Cette forme de travail a du sens parce qu’elle est véritablement utile. Et l’auteur de s’interroger : avoir une prise sur le monde intellectuellement parlant ne nécessite-t-il pas d’avoir un minimum de capacités d’agir matériellement sur lui ? Le travail manuel offre une réponse à notre désir de responsabilité, il rend notre univers intelligible afin que nous nous en sentions responsable. En réduisant la distance entre l’homme et les objets qui l’entourent, il permet à ce dernier de manifester sa propre réalité dans le monde.
Société de la connaissance, société de la perte de sens ?
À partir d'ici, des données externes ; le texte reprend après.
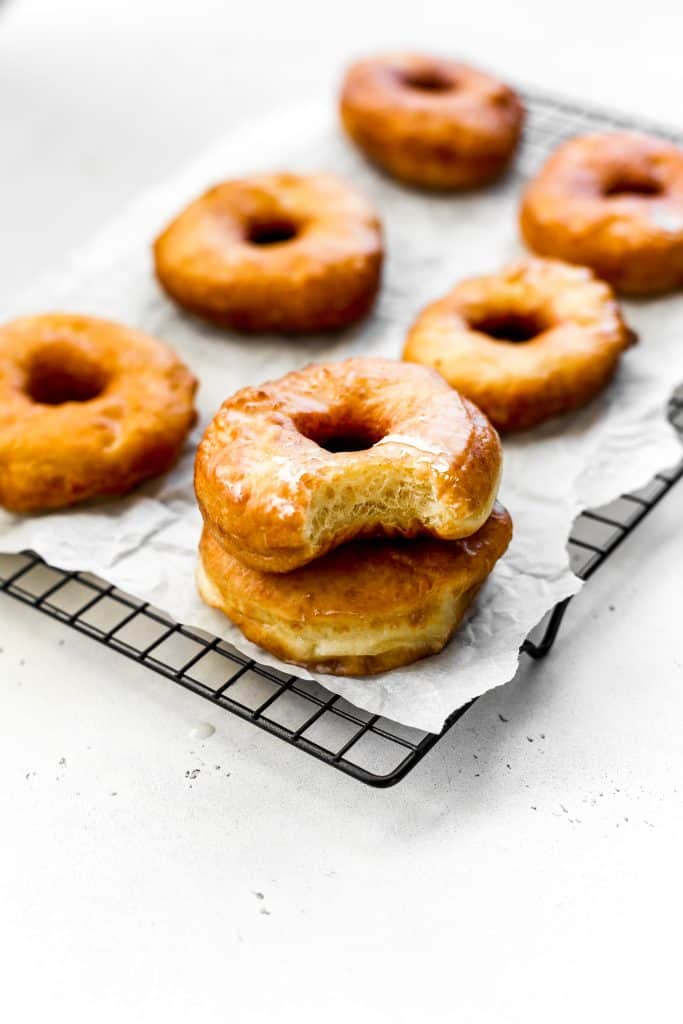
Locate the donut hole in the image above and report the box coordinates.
[469,310,549,343]
[603,175,663,198]
[26,344,109,405]
[400,68,455,93]
[300,420,384,453]
[246,218,299,246]
[319,432,378,453]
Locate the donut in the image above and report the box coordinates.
[0,314,197,513]
[403,259,635,432]
[195,357,502,573]
[520,132,683,294]
[154,172,383,332]
[197,503,512,676]
[339,52,524,189]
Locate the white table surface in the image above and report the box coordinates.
[2,1,683,1021]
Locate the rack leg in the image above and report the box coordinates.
[522,598,572,659]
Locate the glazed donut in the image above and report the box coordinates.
[403,259,635,432]
[154,172,383,332]
[197,503,512,676]
[195,357,502,573]
[340,52,524,189]
[520,132,683,294]
[0,314,197,513]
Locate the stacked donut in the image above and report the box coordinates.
[194,358,511,675]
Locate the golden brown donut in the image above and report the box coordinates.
[195,357,502,573]
[340,52,524,189]
[197,503,512,676]
[403,259,635,432]
[0,314,197,513]
[520,132,683,294]
[154,172,383,331]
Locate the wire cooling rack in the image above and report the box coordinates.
[2,88,683,787]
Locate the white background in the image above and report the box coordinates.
[2,1,683,1021]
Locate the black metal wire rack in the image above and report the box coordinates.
[2,89,683,787]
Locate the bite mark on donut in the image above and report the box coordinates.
[305,473,470,556]
[297,417,465,541]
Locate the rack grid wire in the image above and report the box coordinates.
[2,88,683,787]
A l’inverse, la vie de bureau apparaît aujourd’hui comme de plus en plus absurde et la culture populaire se fait l’écho de cette perte de sens, comme en témoigne la série The Office. Dans les grandes organisations où l’équipe est devenue la norme, le travail effectué individuellement n’a pas de sens pris isolément, ce qui peut donner l’impression au salarié de ne pas faire la différence à lui tout seul. En l’absence de production matérielle, les critères objectifs manquent pour mesurer la performance, et le processus devient plus important que le produit. Il y a là un paradoxe : l’inflation des diplômes donne l’impression d’une société de plus en plus savante, et pourtant un nombre croissant de ces “travailleurs de la connaissance” expérimentent un sentiment “d’abrutissement”. Placés en position d’intermédiaire, sans prise directe avec le réel, ils sont confrontés à une perte de sens du travail.
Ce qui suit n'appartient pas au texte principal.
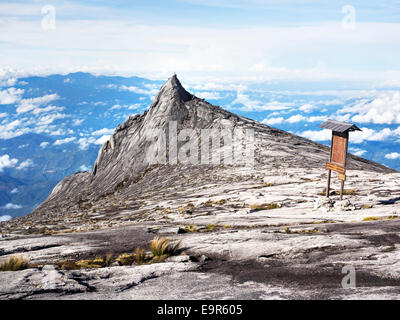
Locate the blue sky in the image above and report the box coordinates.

Selon Matthew Crawford, on applique au travail de bureau les mêmes procédés jadis appliqués au travail d’usine, à savoir l’élimination des éléments cognitifs. Théorisée par Taylor et mise en œuvre notamment par Ford, l’organisation scientifique du travail a conduit à une concentration du savoir entre les mains d’une élite managériale, les salariés recevant des instructions pour exécuter des process. Toute forme de travail cérébral est éliminée de l’atelier et concentrée dans le service de planification et de conception. Le saucissonnage du travail en des tâches multiples entraîne une perte du savoir artisanal, et le véritable travail intellectuel est concentré dans les mains d’une élite de plus en plus restreinte. Dès lors, les travailleurs qualifiés peuvent être remplacés par des non qualifiés, et on laisse aux salariés l’illusion de décider. C’est ce que Robert Jackall résume par la formule suivante : “Abandonner la gestion des détails à la base et accumuler la reconnaissance du mérite au sommet”.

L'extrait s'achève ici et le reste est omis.